If your car is totaled in an accident, how much will your insurance pay? That depends on your coverage. And if you still owe money on your car loan, you’ll want to double check that coverage. Your regular car insurance may not cover the amount you still owe on the car if it’s totaled before the loan is paid off, so GAP insurance plays an important role.
GAP is short for “Guaranteed Auto Protection.” It’s function is to cover the difference between what the market value of your car was when it was totlaled, and what you still owe on your car loan. For example, if you total your car and the insurance company values it at $10,000, but you still owe the bank $11, 500, your GAP insurance will pay that $1,500 difference.
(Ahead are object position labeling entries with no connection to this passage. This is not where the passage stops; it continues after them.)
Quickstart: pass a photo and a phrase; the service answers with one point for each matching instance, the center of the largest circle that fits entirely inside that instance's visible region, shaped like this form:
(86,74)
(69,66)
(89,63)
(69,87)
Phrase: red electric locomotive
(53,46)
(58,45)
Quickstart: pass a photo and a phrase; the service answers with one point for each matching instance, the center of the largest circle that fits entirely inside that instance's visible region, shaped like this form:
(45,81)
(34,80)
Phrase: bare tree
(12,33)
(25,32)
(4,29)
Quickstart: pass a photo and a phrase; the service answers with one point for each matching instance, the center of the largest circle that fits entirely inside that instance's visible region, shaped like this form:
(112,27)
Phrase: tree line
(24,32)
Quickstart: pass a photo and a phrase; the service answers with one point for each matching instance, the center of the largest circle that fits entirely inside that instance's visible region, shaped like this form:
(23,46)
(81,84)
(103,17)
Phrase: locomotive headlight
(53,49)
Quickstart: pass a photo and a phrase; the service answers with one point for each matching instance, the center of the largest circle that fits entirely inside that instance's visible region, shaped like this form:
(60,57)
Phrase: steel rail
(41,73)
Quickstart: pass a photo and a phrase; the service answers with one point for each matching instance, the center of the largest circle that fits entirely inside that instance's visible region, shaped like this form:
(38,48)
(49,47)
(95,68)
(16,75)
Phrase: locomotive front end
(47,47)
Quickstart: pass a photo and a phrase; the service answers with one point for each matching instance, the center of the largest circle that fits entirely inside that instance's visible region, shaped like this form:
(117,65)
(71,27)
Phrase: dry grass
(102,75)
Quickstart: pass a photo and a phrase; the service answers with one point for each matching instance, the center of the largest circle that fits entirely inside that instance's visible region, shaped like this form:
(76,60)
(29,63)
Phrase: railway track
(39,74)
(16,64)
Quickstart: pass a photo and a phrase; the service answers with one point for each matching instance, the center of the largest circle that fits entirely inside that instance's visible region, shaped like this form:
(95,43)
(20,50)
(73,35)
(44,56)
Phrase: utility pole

Depending on your policy, your GAP insurance may also even cover your deductible.
While GAP insurance isn’t always required, it’s may be a good idea to carry it if you’ve taken out a loan on your car. Remember that your car’s value begins to drop the moment you drive it off the lot! Meanwhile your insurance company can only pay the actual cash value (ACV) for your vehicle after an accident. Without GAP insurance, the difference comes out of your pocket—which can get pretty pricey!
If you’re shopping around for a new car, shop around for auto insurance as well. Look for a GAP plan that offers other benefits, such as extra money toward your new car loan. Your insurance agent can help you choose the coverage that’s right for you.